Deep adaptive basis Galerkin method for evolution equations

Neural network-based numerical methods for differential equations have been widely developed in recent years. In this work, we study deep neural networks (DNNs) for solving high-dimensional evolution equations with oscillatory solutions. Different from other existing methods (e.g., PINNs) that deal with time and space variables simultaneously, we propose a deep adaptive basis Galerkin (DABG) method which adopts the spectral-Galerkin method for time variable by a tensor-product basis for oscillatory solutions and the network-based method for high-dimensional space variables. The proposed method can lead to a linear system of differential equations having unknown DNNs that can be trained via the loss function.
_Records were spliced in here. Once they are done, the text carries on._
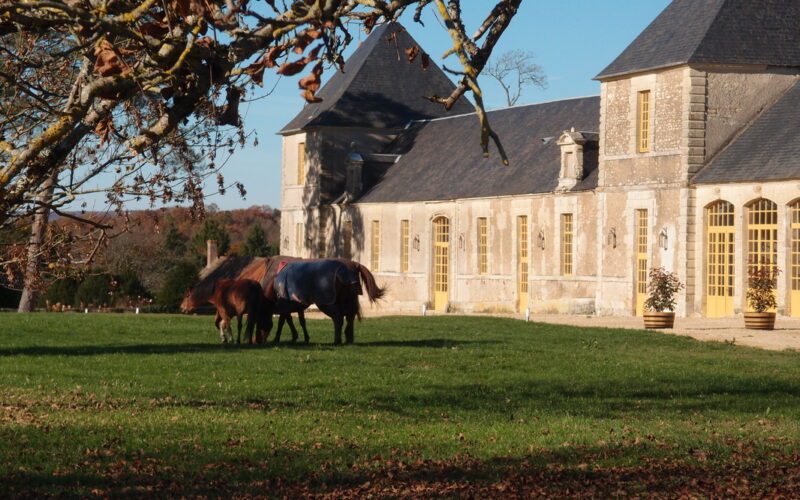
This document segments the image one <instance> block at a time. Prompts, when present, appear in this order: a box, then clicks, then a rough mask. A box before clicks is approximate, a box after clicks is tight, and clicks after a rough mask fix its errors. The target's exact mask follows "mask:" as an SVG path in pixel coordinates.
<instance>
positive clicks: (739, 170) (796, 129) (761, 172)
mask: <svg viewBox="0 0 800 500" xmlns="http://www.w3.org/2000/svg"><path fill="white" fill-rule="evenodd" d="M798 109H800V82H798V83H795V85H794V86H793V87H792V88H791V89H789V90H788V91H787V92H786V93H785V94H784V95H783V97H781V98H780V99H779V100H778V101H777V102H776V103H775V104H774V105H772V107H770V108H769V109H767V110H766V111H764V112H763V113H762V114H761V116H759V117H758V118H757V119H756V120H755V121H754V122H753V123H752V124H751V125H750V127H748V128H747V129H746V130H745V131H744V132H742V134H741V135H740V136H739V137H738V138H737V139H736V140H735V141H734V142H733V143H731V145H730V146H728V147H727V148H726V149H725V150H723V151H722V152H721V153H720V154H719V155H718V156H717V157H716V158H715V159H714V160H713V161H712V162H711V163H710V164H709V165H708V166H707V167H706V168H705V169H703V170H701V171H700V172H699V173H698V174H697V175H696V176H695V177H694V179H693V180H692V182H694V183H696V184H710V183H724V182H746V181H768V180H782V179H798V178H800V155H798V148H797V145H798V144H800V120H797V110H798Z"/></svg>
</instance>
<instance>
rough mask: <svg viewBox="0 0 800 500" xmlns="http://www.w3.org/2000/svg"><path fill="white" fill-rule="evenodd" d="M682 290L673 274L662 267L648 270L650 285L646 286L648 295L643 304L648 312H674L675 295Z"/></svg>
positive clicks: (677, 278) (674, 274)
mask: <svg viewBox="0 0 800 500" xmlns="http://www.w3.org/2000/svg"><path fill="white" fill-rule="evenodd" d="M682 288H683V283H681V282H680V280H678V276H677V274H675V273H671V272H668V271H667V270H666V269H664V268H663V267H654V268H652V269H650V283H649V284H648V285H647V290H648V292H649V295H648V297H647V300H645V302H644V307H645V309H646V310H648V311H654V312H666V311H674V310H675V304H676V303H677V299H676V298H675V294H677V293H678V292H679V291H680V290H681V289H682Z"/></svg>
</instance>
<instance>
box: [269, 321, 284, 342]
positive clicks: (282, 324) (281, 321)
mask: <svg viewBox="0 0 800 500" xmlns="http://www.w3.org/2000/svg"><path fill="white" fill-rule="evenodd" d="M285 316H286V315H285V314H283V313H281V314H279V315H278V329H277V330H276V331H275V338H274V339H272V343H273V344H277V343H278V342H280V340H281V332H282V331H283V324H284V323H285V322H286V317H285Z"/></svg>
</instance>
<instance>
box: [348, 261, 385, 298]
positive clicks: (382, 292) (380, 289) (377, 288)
mask: <svg viewBox="0 0 800 500" xmlns="http://www.w3.org/2000/svg"><path fill="white" fill-rule="evenodd" d="M354 264H355V266H356V267H357V268H358V274H359V275H360V276H361V281H362V282H363V283H364V287H365V288H366V289H367V297H369V301H370V302H375V301H377V300H379V299H381V298H382V297H383V296H384V295H385V294H386V287H379V286H378V284H377V283H376V282H375V277H374V276H373V275H372V273H371V272H370V271H369V269H367V267H366V266H363V265H361V264H359V263H358V262H354Z"/></svg>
We establish estimates of the solution error, showing that if the true solution is a Barron-type function, the error bound converges to zero as M = O(N^p) approaches infinity, where M is the width of the used networks and p is a positive constant. Numerical examples, including high-dimensional linear parabolic and hyperbolic equations, and a nonlinear Allen–Cahn equation are presented to demonstrate that the performance of the proposed DABG method is better than compared existing methods.

报告人介绍：2012年毕业于浙江大学数学科学学院，先后在美国华盛顿大学和普渡大学攻读硕士与博士学位，博士导师沈捷教授。之后在新加坡国立大学担任博士后研究员。目前在香港大学从事博士后工作。研究方向主要为微分方程数值解和应用数学中的深度学习方法。